For our purpose, it is important to distinguish Bernoulli's approach (and subsequent ones) from that of Arrow and Pratt. Bernoulli defined an attitude “risk aversion” that could be contrasted later on with other ones such as risk neutrality and risk loving. In a terminology that I sometimes use Bernoulli discusses a direction. Building upon Bernoulli's results Arrow and Pratt consider the intensity of such an attitude. They not only want to know if a decision maker (D.M.) is risk averse: their purpose is mainly to determine when and to which extent a D.M. is more risk averse than his neighbour.

If one looks at the papers posterior to Arrow's and Pratt's contributions, it seems pretty obvious that they mainly focused on intensities of attitudes beyond risk aversion such as absolute (or relative) prudence and absolute temperance. For instance, through his well-known contribution on precautionary savings, KimballFootnote 4 defined the coefficient of absolute prudence (−u‴/u″ where u‴ stands for the third derivative of u) and made the assumption that it is decreasing in wealth (D.A.P).Footnote 5 Combining this assumption with that of decreasing absolute risk aversion (D.A.R.A.) the way was opened for the analysis of the very rich concepts of properness, standardness and risk vulnerability of the utility function.Footnote 6

Relatively to this important literature the current paper partly steps back a pace. Essentially, I’ll apply to Bernoulli's “directions” what Kimball and followers did to Arrow–Pratt's intensities.

To pursue this goal this paper is organised as follows. I’ll first indicate why it is interesting to pay attention to the sign of higher order derivatives of the utility function (beyond the second order). Then in the next section I’ll contrast two ways of interpreting these signs and I’ll explain why one dominates the other. Finally in the third section I’ll discuss some potentially interesting extensions of the existing body of literature.

Why?

There are at least three main reasons that justify the interest for the interpretation of higher order derivatives of u.

The first one is immediate and related to the discussion in the introduction. The absolute intensities of risk aversion, prudence, temperance are all ratios of higher order derivatives of u (of different order).Footnote 7 When exogenous shocks occur—such as for example an increase in wealth—the behaviour of the ratio is more difficult to interpret than that of each of its constituents, the numerator and the denominator.

Hence by having an interpretation of the constituents and of their behaviour one can obtain a better understanding and a better evaluation of assumptions made about the behaviour of absolute intensities.
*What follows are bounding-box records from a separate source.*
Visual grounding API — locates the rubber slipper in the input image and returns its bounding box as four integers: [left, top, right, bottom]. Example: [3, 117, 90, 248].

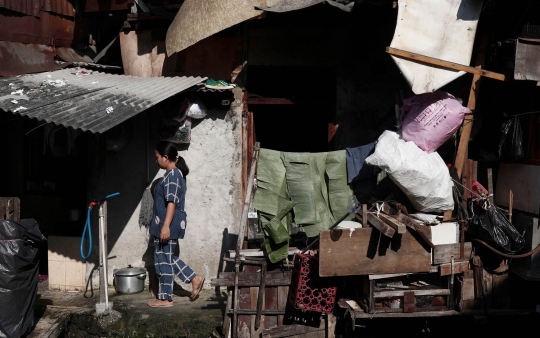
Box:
[146, 299, 173, 307]
[189, 277, 205, 300]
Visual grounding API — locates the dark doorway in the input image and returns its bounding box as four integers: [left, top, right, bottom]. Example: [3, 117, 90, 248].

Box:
[246, 66, 336, 152]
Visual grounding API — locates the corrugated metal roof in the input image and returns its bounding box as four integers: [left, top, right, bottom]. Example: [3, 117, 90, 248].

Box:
[0, 68, 206, 133]
[0, 0, 75, 18]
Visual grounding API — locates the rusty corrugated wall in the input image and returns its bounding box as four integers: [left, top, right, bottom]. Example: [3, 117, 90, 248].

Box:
[0, 0, 75, 18]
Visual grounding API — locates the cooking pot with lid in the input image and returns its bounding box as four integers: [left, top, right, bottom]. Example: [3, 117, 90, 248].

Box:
[113, 265, 146, 294]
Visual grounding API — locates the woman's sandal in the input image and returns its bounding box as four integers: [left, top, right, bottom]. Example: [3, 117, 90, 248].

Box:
[189, 277, 205, 301]
[146, 299, 173, 307]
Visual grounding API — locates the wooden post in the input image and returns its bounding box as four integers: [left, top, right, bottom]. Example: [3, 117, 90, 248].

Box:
[444, 35, 489, 221]
[94, 133, 108, 310]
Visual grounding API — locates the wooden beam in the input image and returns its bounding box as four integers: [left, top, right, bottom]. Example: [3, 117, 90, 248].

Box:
[367, 213, 396, 238]
[454, 35, 489, 179]
[439, 261, 470, 276]
[386, 47, 506, 81]
[319, 228, 431, 277]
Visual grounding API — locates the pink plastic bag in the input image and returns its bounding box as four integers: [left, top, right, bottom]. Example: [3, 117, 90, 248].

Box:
[401, 91, 471, 154]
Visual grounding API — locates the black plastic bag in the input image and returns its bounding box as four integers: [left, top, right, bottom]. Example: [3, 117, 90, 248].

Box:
[0, 219, 46, 338]
[478, 206, 525, 254]
[499, 116, 525, 161]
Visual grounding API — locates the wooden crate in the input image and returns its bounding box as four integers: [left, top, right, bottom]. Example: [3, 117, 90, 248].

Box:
[0, 197, 21, 221]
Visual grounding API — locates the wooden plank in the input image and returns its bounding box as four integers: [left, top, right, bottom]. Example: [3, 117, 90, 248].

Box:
[379, 213, 407, 234]
[229, 247, 300, 258]
[454, 35, 489, 179]
[210, 271, 292, 287]
[386, 47, 506, 81]
[319, 228, 431, 277]
[439, 261, 470, 276]
[264, 287, 278, 329]
[373, 289, 450, 298]
[433, 242, 472, 264]
[262, 321, 325, 338]
[367, 214, 396, 238]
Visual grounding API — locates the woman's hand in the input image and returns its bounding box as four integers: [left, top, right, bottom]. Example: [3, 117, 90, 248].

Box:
[159, 225, 171, 242]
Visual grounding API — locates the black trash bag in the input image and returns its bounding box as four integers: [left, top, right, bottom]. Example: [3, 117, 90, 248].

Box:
[499, 116, 525, 161]
[0, 219, 46, 338]
[478, 206, 525, 254]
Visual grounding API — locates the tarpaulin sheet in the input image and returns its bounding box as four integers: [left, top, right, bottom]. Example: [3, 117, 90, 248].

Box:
[165, 0, 277, 56]
[390, 0, 482, 94]
[257, 0, 354, 13]
[0, 219, 45, 338]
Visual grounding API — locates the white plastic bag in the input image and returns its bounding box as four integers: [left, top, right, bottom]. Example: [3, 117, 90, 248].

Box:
[188, 101, 206, 119]
[366, 130, 454, 212]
An illustration of this fact can be found in Eeckhoudt and Schlesinger.Footnote 8 Consider for example the exponential utility that is characterised by a constant absolute risk aversion (CARA). When wealth increases, its numerator (−u″)—which is related to the pain induced by the presence of a zero-mean risk—decreases iff u‴>0 (a third order effect). At the same time at higher wealth u′ is also smaller under u″<0 (a second order effect). It just happens for the exponential utility that the numerator and the denominator of absolute risk aversion decrease at the same rate yielding the CARA assumption.

Using similar arguments it can be shown that the quadratic utility, which exhibits increasing absolute risk aversion (IARA) (a property usually considered as undesirable), is more attractive than one could expect. Indeed for this function u‴=0 so that the numerator of the absolute risk aversion coefficient is constant when wealth increases. This means that under the quadratic utility the pain induced by a zero-mean risk is constant at all wealth levels. The property of IARA then simply results from the fall in u′ under increasing wealth.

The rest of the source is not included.